Le projet de construction du Groupe Château Bellevue se bute à la découverte d’une contamination supplémentaire.

Une mauvaise surprise pour la Ville de Shawinigan

Shawinigan —Une mauvaise surprise attendait la Ville de Shawinigan dans le cadre des travaux de réhabilitation environnementale d’un lot situé sur la 9e Rue de la Pointe, dans le cadre du projet de construction du Groupe Château Bellevue. À la suite de la découverte d’une contamination supplémentaire, l’entrepreneur a réclamé un surplus au contrat de 337 782 $, ce qui entraîne une charge imprévue de 55 % par rapport au montant initial.

En janvier dernier, le conseil municipal avait accordé un contrat de 608 541 $ à Entreprises G.N.P. de Victoriaville pour la réhabilitation environnementale de ce lot.

«En travaillant, on s’est rendu compte qu’il y en avait plus que prévu», explique Gaétan Béchard, directeur général de la Ville de Shawinigan.

«Notre consultant avait fait des sondages sur une couche d’argile, mais celle-ci avait servi à couvrir d’autres matériaux, ce que nous avons découvert en creusant. Il fallait donc traiter un volume supplémentaire et selon les tarifs prévus au contrat, nous en sommes venus à ce montant pour sortir le matériel du trou afin que le terrain soit jugé décontaminé et propre à la construction.»

Malgré cet imprévu, M. Béchard mentionne que le budget pour ces travaux demeure respecté.

En novembre 2015, le conseil municipal avait adopté un règlement d’emprunt de 5,092 millions $ pour les travaux de décontamination sur cinq terrains. Un an plus tard, l’emprunt était revu à 2,228 millions $ lorsque les élus avaient décidé de suspendre trois des projets prévus.

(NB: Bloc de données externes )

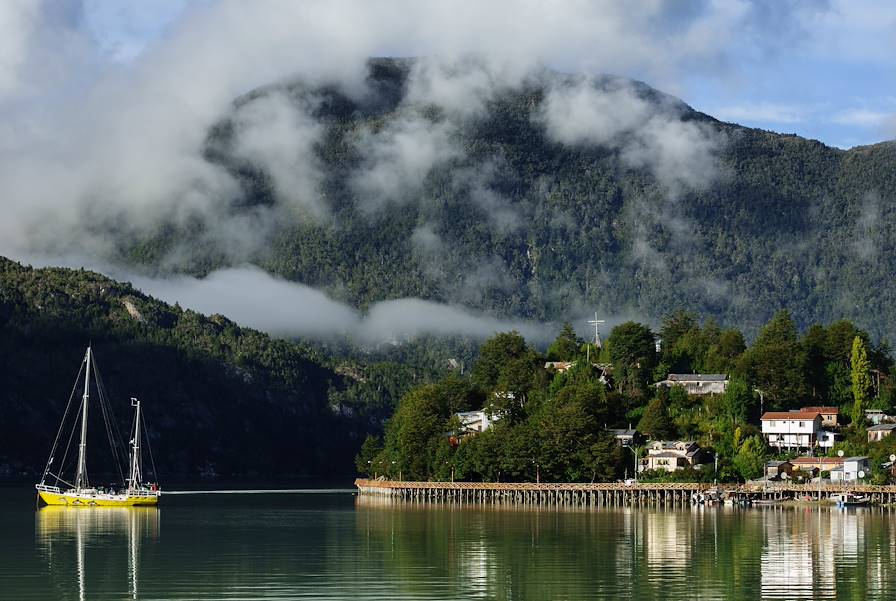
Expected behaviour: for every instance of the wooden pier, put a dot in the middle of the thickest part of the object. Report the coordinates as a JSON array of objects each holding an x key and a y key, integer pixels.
[{"x": 608, "y": 494}]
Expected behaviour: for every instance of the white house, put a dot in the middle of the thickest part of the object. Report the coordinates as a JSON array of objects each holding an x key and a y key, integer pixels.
[
  {"x": 827, "y": 439},
  {"x": 697, "y": 383},
  {"x": 880, "y": 431},
  {"x": 672, "y": 455},
  {"x": 876, "y": 417},
  {"x": 791, "y": 429},
  {"x": 476, "y": 421},
  {"x": 850, "y": 470}
]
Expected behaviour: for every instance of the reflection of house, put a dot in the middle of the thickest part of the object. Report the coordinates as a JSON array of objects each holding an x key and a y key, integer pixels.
[
  {"x": 791, "y": 429},
  {"x": 829, "y": 415},
  {"x": 697, "y": 383},
  {"x": 850, "y": 470},
  {"x": 777, "y": 469},
  {"x": 476, "y": 421},
  {"x": 672, "y": 455},
  {"x": 880, "y": 431},
  {"x": 626, "y": 436}
]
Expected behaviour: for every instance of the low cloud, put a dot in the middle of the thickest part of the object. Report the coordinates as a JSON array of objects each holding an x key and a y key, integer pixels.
[
  {"x": 681, "y": 154},
  {"x": 762, "y": 112},
  {"x": 397, "y": 159},
  {"x": 253, "y": 298},
  {"x": 278, "y": 134}
]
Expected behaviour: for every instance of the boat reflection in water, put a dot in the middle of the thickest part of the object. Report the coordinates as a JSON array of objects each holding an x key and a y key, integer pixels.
[{"x": 70, "y": 537}]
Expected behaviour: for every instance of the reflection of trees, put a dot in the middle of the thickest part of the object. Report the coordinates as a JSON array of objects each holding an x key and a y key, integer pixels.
[{"x": 640, "y": 553}]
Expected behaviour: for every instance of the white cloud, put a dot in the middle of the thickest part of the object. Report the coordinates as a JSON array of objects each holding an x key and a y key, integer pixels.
[
  {"x": 681, "y": 154},
  {"x": 397, "y": 159},
  {"x": 17, "y": 21},
  {"x": 278, "y": 134},
  {"x": 122, "y": 140},
  {"x": 768, "y": 112},
  {"x": 253, "y": 298}
]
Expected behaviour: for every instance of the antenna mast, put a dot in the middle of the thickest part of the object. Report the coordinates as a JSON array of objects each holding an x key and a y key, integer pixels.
[
  {"x": 81, "y": 477},
  {"x": 135, "y": 452}
]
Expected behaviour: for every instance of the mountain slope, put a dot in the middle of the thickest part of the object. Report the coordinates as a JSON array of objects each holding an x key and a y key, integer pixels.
[
  {"x": 515, "y": 215},
  {"x": 220, "y": 400}
]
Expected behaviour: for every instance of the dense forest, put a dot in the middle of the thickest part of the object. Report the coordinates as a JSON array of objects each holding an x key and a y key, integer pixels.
[
  {"x": 512, "y": 221},
  {"x": 554, "y": 425},
  {"x": 220, "y": 400}
]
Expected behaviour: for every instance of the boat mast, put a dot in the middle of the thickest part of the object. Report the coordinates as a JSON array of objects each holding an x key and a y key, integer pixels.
[
  {"x": 135, "y": 449},
  {"x": 81, "y": 477}
]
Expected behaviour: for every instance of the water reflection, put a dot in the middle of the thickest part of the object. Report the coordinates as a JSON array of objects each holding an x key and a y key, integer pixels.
[
  {"x": 102, "y": 545},
  {"x": 790, "y": 552}
]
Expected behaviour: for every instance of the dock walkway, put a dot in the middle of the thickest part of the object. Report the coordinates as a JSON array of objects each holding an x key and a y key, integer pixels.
[{"x": 607, "y": 493}]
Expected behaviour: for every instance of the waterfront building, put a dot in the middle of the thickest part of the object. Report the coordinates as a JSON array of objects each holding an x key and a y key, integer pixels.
[
  {"x": 673, "y": 455},
  {"x": 627, "y": 437},
  {"x": 791, "y": 430},
  {"x": 775, "y": 470},
  {"x": 829, "y": 415},
  {"x": 559, "y": 366},
  {"x": 814, "y": 465},
  {"x": 880, "y": 431},
  {"x": 850, "y": 470},
  {"x": 697, "y": 383},
  {"x": 876, "y": 416},
  {"x": 473, "y": 422}
]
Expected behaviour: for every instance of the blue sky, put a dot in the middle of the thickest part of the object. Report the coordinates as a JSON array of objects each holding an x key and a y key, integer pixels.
[{"x": 820, "y": 69}]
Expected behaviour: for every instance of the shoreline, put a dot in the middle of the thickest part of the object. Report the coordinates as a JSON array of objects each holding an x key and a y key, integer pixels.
[{"x": 573, "y": 494}]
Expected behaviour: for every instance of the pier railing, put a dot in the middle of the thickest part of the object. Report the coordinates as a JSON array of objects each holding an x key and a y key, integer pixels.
[{"x": 609, "y": 493}]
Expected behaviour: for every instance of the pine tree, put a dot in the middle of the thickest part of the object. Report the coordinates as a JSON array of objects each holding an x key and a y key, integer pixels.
[{"x": 861, "y": 379}]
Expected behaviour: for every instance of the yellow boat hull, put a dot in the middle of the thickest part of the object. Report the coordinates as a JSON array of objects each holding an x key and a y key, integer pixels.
[{"x": 78, "y": 500}]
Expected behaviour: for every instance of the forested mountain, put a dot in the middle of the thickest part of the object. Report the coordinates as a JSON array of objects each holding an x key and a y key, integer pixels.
[
  {"x": 546, "y": 199},
  {"x": 220, "y": 400}
]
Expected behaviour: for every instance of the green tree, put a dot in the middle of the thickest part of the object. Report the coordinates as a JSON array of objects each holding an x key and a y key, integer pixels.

Celui dans le secteur de la rue Broadway et de la 9e Rue de la Pointe faisait partie des deux chantiers maintenus. De ce côté, un budget de 1,388 million $ avait été adopté.

Pour éviter tout retard au projet de résidence du Groupe Château Bellevue, les élus ont organisé une séance extraordinaire le 19 mars pour adopter cette modification au contrat, même si une autre assemblée est prévue pas plus tard que le 26 mars.

En effet, le chantier était paralysé tant que l’entreprise n’avait pas obtenu la confirmation que le conseil acceptait l’ajout au contrat.